Well, this book did not come out in time and we ended up building the interlocking panel using toggles and programmable circuits. Yes, it’s not as sexy as a full-fledged interlocking but it works well. So finally this book did come out and I raced home with it to read it straight through.

So, really, this book covers the history of signalling and interlockings in depth, all about the manufacturing companies and the breakthroughs that allowed for quicker, safer train movements. And that’s great. Then there are sections on how to actually figure out your operations (I really liked the suggestion to built fake signals to try out your layout with signals before putting in months of soldering and wiring – very clever). There were in-depth looks at how to install your components, even how to place repeater signals for those targets you can’t see (on the Tuscarora, we quickly realized that this would be a significant problem and added a repeater panel along the top of my tower/control panel).

Earlier that day: Ben on the locals, me on tower. Photo: Shannon Sikora

Note on above photo – the red push pins represent where the signals would go (you can still see the operating repeater panel over the tower). The signals are now installed and working great.
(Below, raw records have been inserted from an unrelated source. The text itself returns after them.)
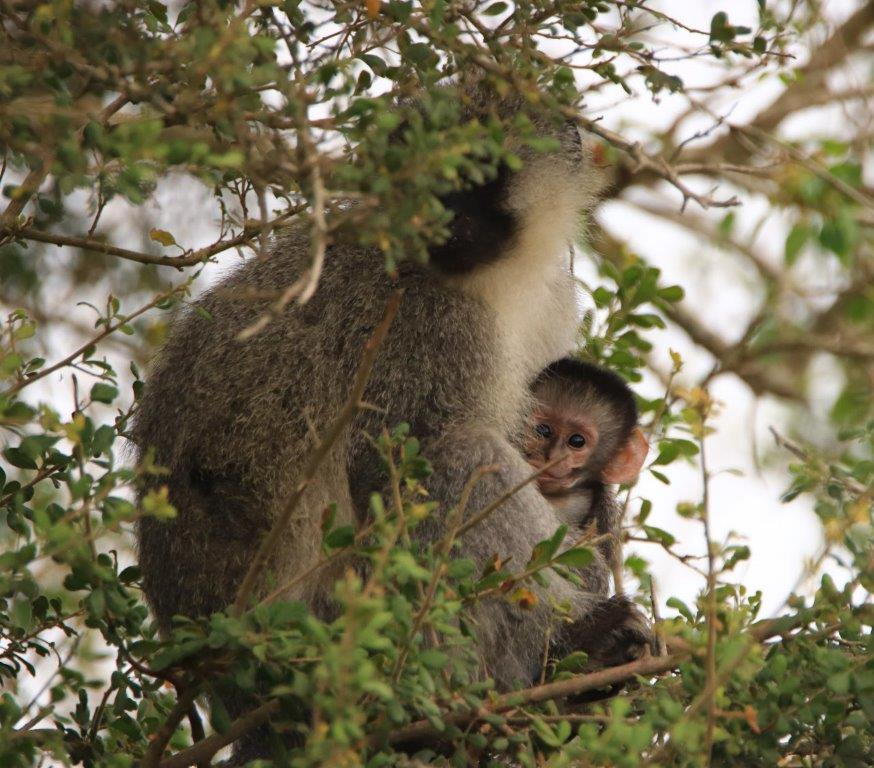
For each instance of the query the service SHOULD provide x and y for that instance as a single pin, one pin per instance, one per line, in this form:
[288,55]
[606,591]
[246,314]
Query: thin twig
[163,735]
[109,329]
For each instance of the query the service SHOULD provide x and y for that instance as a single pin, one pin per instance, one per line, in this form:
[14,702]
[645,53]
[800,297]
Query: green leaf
[795,241]
[162,236]
[574,662]
[103,393]
[672,293]
[579,557]
[495,9]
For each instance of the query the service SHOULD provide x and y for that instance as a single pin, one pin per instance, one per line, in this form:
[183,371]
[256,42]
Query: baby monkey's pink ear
[625,466]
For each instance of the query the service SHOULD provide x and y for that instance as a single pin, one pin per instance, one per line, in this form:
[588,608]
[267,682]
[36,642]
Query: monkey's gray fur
[229,419]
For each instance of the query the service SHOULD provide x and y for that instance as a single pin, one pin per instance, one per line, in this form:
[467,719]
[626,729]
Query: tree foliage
[271,112]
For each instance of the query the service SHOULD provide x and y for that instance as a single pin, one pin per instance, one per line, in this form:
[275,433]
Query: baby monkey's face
[569,439]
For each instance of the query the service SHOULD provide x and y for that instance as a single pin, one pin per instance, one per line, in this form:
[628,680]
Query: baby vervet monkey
[585,420]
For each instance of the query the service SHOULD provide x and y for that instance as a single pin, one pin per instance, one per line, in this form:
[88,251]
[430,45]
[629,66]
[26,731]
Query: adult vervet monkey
[229,419]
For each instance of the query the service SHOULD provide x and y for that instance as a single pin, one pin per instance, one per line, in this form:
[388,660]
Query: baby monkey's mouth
[548,479]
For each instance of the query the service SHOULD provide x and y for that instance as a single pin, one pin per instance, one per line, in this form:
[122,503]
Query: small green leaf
[579,557]
[162,236]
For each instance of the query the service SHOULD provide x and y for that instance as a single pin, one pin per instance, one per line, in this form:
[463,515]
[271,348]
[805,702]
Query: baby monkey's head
[585,420]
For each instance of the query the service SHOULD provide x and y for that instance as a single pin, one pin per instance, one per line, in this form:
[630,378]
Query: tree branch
[347,413]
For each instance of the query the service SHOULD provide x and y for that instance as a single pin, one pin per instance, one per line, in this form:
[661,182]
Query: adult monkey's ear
[625,466]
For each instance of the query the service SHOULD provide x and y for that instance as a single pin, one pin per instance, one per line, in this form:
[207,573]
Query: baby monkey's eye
[576,441]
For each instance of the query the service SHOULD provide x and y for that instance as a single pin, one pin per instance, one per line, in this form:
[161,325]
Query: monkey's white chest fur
[531,293]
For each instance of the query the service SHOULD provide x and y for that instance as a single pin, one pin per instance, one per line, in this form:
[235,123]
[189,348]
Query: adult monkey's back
[230,419]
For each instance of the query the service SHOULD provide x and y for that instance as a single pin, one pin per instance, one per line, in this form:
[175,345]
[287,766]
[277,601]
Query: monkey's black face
[482,228]
[568,440]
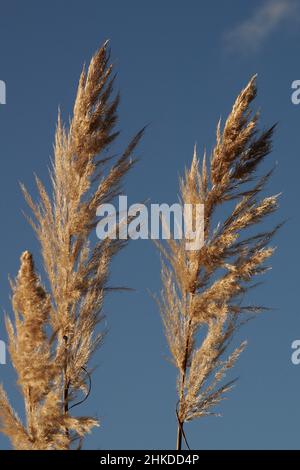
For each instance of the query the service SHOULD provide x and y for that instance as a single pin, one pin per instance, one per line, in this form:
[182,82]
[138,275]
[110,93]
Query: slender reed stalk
[54,333]
[201,302]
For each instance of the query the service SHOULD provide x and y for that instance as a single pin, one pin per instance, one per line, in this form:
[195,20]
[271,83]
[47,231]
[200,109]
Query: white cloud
[270,16]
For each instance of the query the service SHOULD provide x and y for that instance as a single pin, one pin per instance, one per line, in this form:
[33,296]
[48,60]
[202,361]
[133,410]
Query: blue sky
[180,66]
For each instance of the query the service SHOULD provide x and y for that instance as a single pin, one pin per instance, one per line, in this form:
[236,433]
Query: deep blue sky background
[180,66]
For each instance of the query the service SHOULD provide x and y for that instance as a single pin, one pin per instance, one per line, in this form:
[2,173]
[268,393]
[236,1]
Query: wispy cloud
[269,17]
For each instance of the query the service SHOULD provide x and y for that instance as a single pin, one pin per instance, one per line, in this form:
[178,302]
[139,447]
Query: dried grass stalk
[53,334]
[203,289]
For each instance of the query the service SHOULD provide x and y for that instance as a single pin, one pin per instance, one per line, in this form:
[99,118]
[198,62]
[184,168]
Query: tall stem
[182,386]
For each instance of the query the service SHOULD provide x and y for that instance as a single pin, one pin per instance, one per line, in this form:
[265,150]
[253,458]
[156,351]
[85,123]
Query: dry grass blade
[53,334]
[203,289]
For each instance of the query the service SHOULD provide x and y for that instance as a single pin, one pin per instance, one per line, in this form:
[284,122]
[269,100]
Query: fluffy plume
[201,299]
[53,335]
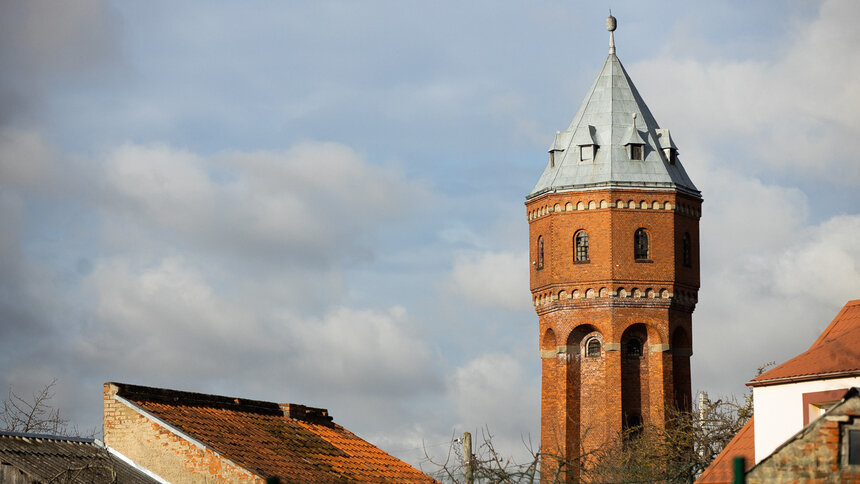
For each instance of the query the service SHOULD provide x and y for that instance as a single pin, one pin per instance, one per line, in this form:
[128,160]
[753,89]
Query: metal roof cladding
[606,119]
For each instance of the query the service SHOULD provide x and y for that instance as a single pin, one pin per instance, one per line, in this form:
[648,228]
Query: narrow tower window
[634,348]
[687,256]
[540,253]
[640,245]
[592,348]
[581,243]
And there was even a section on how to actually build the slide plates that make up an interlocking, which looked very involved and made me happy with did it with programmable circuits. With twenty-four levers to control, I would have been cutting out slide plates for a good long time, and my logic for this tight interlocking plant would have been pretty extensive (as it was, I mocked it up on Excel and practiced with it before I was happy).

So, a good book? Um, in ways, yes. If you know what sort of signalling or interlocking you want to do, it’s a good leap between your plans and your incorporation. But if you really don’t know how an interlocking operates or what signal aspects are correct (or what they even mean), the book falls short. The history is nice but I really need to know what a three target signal conveys, and what colors and purposes the levers in an interlocking represent.
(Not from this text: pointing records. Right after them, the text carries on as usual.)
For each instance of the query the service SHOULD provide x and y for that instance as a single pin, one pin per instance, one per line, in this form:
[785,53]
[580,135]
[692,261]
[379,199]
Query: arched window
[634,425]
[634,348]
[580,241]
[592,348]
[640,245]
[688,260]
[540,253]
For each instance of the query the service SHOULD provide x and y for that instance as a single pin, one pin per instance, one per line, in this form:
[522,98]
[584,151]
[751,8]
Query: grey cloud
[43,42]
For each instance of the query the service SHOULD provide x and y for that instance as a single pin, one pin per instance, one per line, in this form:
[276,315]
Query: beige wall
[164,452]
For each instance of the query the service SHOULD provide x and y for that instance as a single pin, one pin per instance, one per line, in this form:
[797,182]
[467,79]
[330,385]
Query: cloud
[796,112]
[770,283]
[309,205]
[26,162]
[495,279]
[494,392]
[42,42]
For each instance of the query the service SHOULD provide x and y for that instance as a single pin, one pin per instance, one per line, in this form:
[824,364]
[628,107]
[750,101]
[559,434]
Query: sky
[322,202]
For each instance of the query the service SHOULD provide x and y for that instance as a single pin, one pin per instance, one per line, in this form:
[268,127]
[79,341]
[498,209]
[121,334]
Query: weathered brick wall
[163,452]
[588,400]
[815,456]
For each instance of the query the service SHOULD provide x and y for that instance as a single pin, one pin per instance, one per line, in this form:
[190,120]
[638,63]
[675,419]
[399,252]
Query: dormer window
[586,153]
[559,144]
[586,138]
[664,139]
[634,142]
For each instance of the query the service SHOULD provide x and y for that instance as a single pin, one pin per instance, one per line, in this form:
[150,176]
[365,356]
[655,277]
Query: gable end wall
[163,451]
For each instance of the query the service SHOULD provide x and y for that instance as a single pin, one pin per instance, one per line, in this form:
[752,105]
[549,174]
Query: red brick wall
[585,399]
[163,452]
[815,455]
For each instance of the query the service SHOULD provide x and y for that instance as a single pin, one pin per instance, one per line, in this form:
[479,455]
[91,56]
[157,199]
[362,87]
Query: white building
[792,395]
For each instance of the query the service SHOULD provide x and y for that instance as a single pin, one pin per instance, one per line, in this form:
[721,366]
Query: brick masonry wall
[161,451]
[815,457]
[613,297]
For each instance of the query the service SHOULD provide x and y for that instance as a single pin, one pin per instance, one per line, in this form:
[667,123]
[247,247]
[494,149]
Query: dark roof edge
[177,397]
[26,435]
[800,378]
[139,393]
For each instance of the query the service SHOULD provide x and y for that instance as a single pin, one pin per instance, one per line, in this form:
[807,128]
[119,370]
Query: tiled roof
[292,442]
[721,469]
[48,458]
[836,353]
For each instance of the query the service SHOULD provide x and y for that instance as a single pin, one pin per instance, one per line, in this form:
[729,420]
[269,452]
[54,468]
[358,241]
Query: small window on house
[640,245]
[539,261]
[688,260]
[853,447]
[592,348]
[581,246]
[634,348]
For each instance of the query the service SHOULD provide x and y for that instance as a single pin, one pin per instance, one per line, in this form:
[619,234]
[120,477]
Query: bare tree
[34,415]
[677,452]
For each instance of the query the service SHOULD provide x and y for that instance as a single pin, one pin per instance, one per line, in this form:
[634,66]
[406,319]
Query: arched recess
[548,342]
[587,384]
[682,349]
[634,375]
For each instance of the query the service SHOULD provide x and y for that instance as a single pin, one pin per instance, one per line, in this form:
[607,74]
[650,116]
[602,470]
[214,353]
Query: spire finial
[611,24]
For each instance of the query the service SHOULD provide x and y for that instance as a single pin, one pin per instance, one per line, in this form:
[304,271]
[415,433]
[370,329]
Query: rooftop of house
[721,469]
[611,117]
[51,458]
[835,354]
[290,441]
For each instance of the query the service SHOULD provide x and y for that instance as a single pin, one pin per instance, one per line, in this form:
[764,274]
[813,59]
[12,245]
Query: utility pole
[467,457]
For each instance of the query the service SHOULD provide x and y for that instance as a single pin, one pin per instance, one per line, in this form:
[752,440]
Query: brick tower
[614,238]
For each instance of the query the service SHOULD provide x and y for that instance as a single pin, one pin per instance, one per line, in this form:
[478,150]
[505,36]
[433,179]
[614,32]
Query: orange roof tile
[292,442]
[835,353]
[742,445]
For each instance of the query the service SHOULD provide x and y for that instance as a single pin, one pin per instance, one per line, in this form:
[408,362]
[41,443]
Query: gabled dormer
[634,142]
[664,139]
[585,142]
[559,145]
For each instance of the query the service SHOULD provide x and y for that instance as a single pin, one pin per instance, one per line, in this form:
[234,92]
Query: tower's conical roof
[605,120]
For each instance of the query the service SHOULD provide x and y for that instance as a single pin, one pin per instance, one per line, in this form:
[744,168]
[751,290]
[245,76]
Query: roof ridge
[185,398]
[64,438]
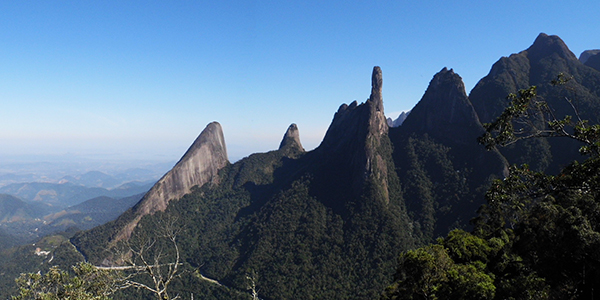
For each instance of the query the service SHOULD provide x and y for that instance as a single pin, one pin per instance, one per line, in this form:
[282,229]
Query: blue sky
[141,79]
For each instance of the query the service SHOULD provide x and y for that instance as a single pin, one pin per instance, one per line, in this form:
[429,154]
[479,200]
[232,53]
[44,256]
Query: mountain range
[331,222]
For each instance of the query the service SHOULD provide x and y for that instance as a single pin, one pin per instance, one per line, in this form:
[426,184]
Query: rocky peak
[395,123]
[594,61]
[199,165]
[445,110]
[546,45]
[291,139]
[585,55]
[376,87]
[355,134]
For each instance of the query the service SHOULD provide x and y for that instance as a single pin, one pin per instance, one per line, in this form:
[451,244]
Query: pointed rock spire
[199,165]
[291,138]
[376,87]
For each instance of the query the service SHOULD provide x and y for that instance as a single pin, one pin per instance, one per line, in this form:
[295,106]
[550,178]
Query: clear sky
[141,79]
While I was over at my friends’ house running on the FEC Railroad, I got to talking about this and the three people who had the book agreed that as a basic reference, the book fell short. Then my friend Ken showed by a book on signalling that went into interlockings in depth (and I was breathlessly happy that I’d managed to infer much of what I’d done as correct). That’s the sort of book I was looking for, not twenty pages on how to use a computer program to set up a signalling system.

But everyone has his own needs. If you know how your signalling should work and need to figure out how it can work, by all means, get this book. You’ll find it online and likely at your local hobby shop.